October 22, 2019

Research from faculty at the UNC Gillings School of Global Public Health shows insurance coverage among American Indians and Alaska Natives in midwestern regions is still lacking, despite Affordable Care Act (ACA) provisions for these historically underserved populations.

Dr. Leah Frerichs

Dr. Leah Frerichs

Dr. Kristen Hassmiller Lich

Dr. Kristen Hassmiller Lich

Leah Frerichs, PhD, assistant professor of health policy and management at the Gillings School, is lead author of the paper “Regional Differences in Coverage Among American Indians and Alaska Natives Before and After the ACA,” published in the September 2019 issue of Health AffairsKristen Hassmiller Lich, PhD, associate professor of health policy and management at the Gillings School, is co-author on the paper.

There are many barriers to health insurance coverage for American Indians and Alaska Natives, including low employment rates and a distrust of health care institutions. While a common misunderstanding persists that the Indian Health Service (IHS), the federally funded system of clinics and hospitals for American Indians and Alaska Natives, meets the health care needs of these populations, many individuals are not in areas covered by the IHS and experience significant gaps in insurance coverage.

Though the ACA, enacted in 2010, has specific provisions for Native American populations, Frerichs could find very little post-ACA research that focused on the health coverage of those groups.

“Native American populations are often overlooked and underrepresented across the spectrum of research. With specific reference to health services research, they have a very unique and complex health care system that deserves more attention,” she says. “As the nation continues to debate health care reform, data on American Indians and Alaska Natives need to be included in the conversation.”

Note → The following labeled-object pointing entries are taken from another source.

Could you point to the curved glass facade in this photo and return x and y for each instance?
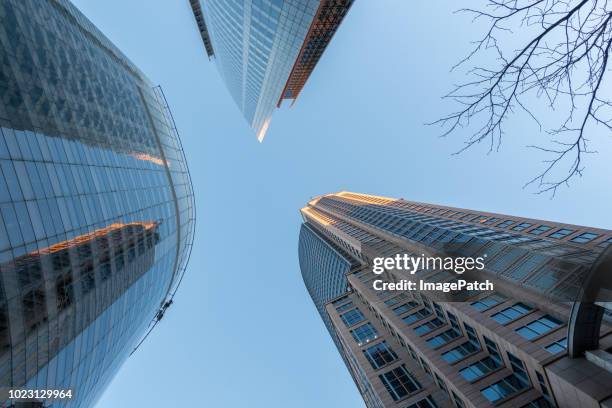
(96, 206)
(256, 44)
(324, 267)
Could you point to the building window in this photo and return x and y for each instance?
(405, 307)
(441, 383)
(380, 355)
(344, 307)
(338, 302)
(399, 382)
(490, 221)
(604, 244)
(505, 224)
(522, 226)
(458, 401)
(542, 383)
(538, 327)
(472, 334)
(416, 316)
(539, 403)
(488, 302)
(480, 368)
(453, 320)
(562, 233)
(559, 346)
(364, 334)
(540, 230)
(492, 348)
(395, 300)
(425, 367)
(518, 367)
(424, 403)
(460, 352)
(352, 317)
(584, 238)
(429, 326)
(443, 338)
(511, 313)
(505, 388)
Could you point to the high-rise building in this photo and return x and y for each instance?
(96, 204)
(540, 339)
(266, 49)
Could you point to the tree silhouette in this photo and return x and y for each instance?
(564, 64)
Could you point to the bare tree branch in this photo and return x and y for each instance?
(564, 65)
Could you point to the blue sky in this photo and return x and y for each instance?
(243, 331)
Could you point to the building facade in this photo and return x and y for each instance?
(96, 204)
(527, 343)
(266, 49)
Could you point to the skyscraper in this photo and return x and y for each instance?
(96, 204)
(266, 49)
(539, 339)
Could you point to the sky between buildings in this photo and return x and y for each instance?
(243, 331)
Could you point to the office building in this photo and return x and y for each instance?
(265, 50)
(542, 338)
(96, 204)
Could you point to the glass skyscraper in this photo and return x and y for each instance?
(266, 49)
(540, 339)
(96, 205)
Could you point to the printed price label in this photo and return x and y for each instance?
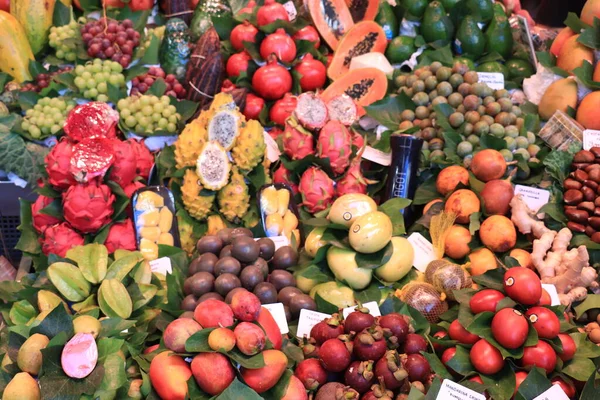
(161, 266)
(372, 306)
(278, 313)
(424, 253)
(307, 320)
(591, 138)
(495, 80)
(377, 156)
(534, 198)
(554, 393)
(453, 391)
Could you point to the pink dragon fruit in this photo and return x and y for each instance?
(60, 238)
(297, 143)
(58, 162)
(144, 159)
(91, 158)
(282, 175)
(42, 221)
(92, 120)
(88, 206)
(316, 189)
(353, 181)
(123, 169)
(335, 143)
(121, 236)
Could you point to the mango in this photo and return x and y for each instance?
(560, 95)
(29, 358)
(22, 387)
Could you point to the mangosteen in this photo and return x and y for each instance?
(245, 249)
(228, 265)
(209, 244)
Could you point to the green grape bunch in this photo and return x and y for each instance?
(47, 117)
(148, 113)
(93, 79)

Frerichs’ team used 2010–2017 American Community Survey data to examine trends in health insurance coverage among American Indians and Alaska Natives across ten different regions of the United States. In the West, the group found significant improvements in public insurance among American Indians and Alaska Natives, and disparities compared to non-Hispanic whites were reduced following the ACA.

Although there were unadjusted increases in insurance coverage across most regions, there were no significant post-ACA changes in public or private health insurance coverage among American Indians and Alaska Natives in the Oklahoma, Minnesota, Wisconsin or Alaska regions.

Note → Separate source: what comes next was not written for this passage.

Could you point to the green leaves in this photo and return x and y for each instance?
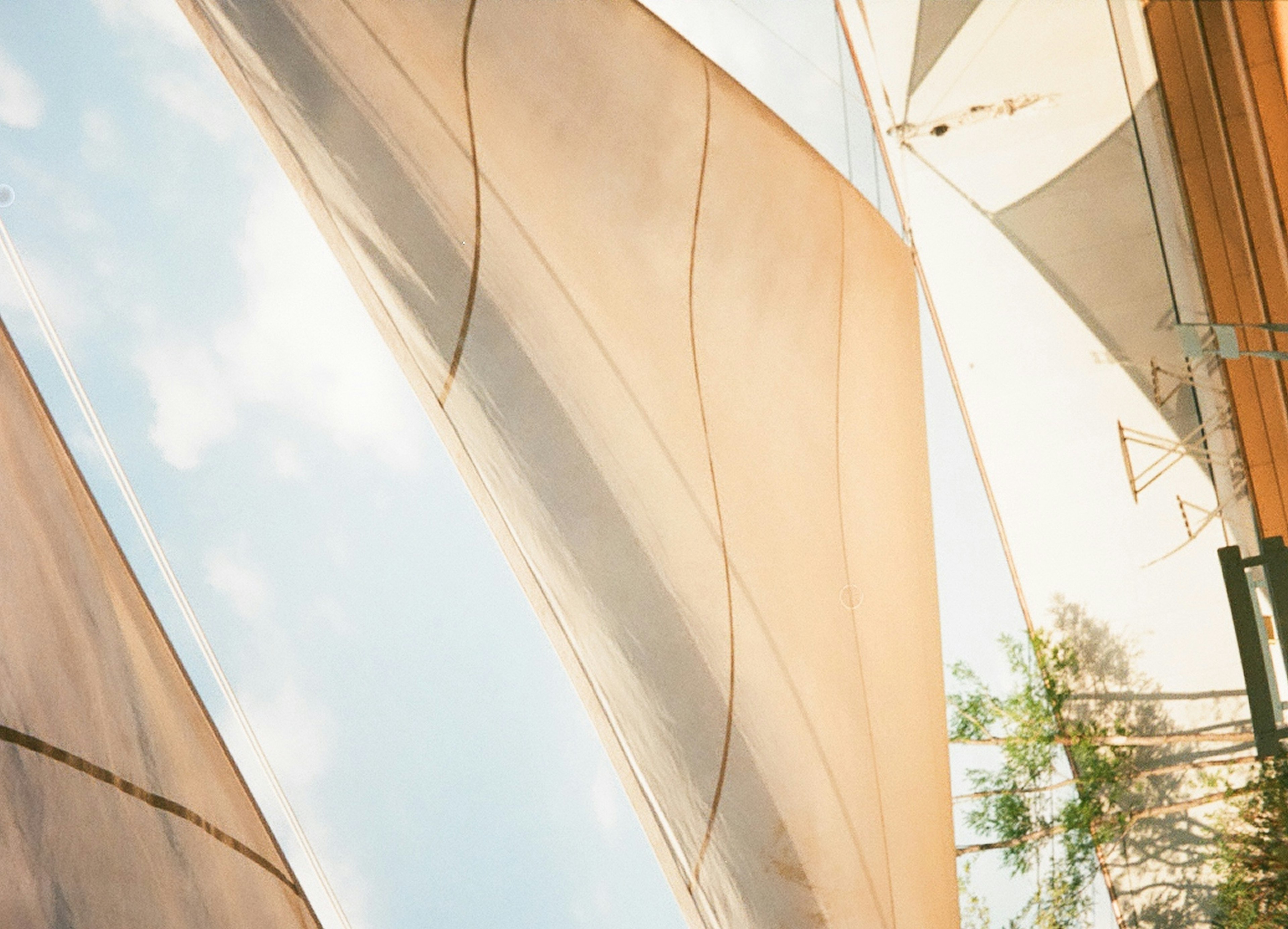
(1254, 855)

Structural racism and discrimination are likely substantial contributing factors to this disparity, says Frerichs. Those experiences lead to a collective distrust of institutions, which further feeds into delays or avoidance in seeking health care services.

“Despite treaty agreements between the federal government and tribes and legislation to further codify these treaties, the United States government has historically underfunded health care, along with other social and education services for this population. Inadequate funding has led to many Native Americans having poor outcomes from low-quality health care or substantial delays in health care access.”

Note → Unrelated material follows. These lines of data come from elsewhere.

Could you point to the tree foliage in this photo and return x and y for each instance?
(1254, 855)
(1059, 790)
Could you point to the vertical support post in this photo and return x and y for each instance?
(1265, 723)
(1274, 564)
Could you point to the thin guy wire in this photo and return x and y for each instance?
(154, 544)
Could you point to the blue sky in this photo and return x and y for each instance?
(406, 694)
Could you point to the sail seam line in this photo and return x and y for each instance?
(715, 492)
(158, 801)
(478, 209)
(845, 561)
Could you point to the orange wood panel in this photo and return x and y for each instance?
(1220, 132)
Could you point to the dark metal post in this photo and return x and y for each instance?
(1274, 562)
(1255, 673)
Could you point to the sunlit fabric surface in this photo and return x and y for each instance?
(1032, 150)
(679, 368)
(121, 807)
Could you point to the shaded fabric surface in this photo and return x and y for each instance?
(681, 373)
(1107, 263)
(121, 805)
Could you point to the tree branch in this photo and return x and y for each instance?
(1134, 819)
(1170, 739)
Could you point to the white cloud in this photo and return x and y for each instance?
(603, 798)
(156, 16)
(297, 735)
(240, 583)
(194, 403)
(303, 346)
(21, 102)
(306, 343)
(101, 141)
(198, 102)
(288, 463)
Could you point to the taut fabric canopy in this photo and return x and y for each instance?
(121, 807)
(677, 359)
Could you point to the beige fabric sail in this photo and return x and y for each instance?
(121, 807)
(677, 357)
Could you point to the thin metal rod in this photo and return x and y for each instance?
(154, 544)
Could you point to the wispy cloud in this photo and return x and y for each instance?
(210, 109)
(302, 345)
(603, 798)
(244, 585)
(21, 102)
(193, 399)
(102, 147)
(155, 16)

Health care policies (both specific to Native American populations and the general population) will continue to be debated, and the team’s paper provides data specific to American Indian and Alaska Natives to include in these crucial conversations.

“There is considerable debate about the best strategies. In some ways, the ACA was seen as a potential avenue to improve such resources, and our analyses suggests this has been true in some areas,” says Frerichs. “Complicated Tribal-state-federal government relationships and the expansion of Medicaid are challenges that can only be faced with open discussions about ensuring equitable health care across these regions.”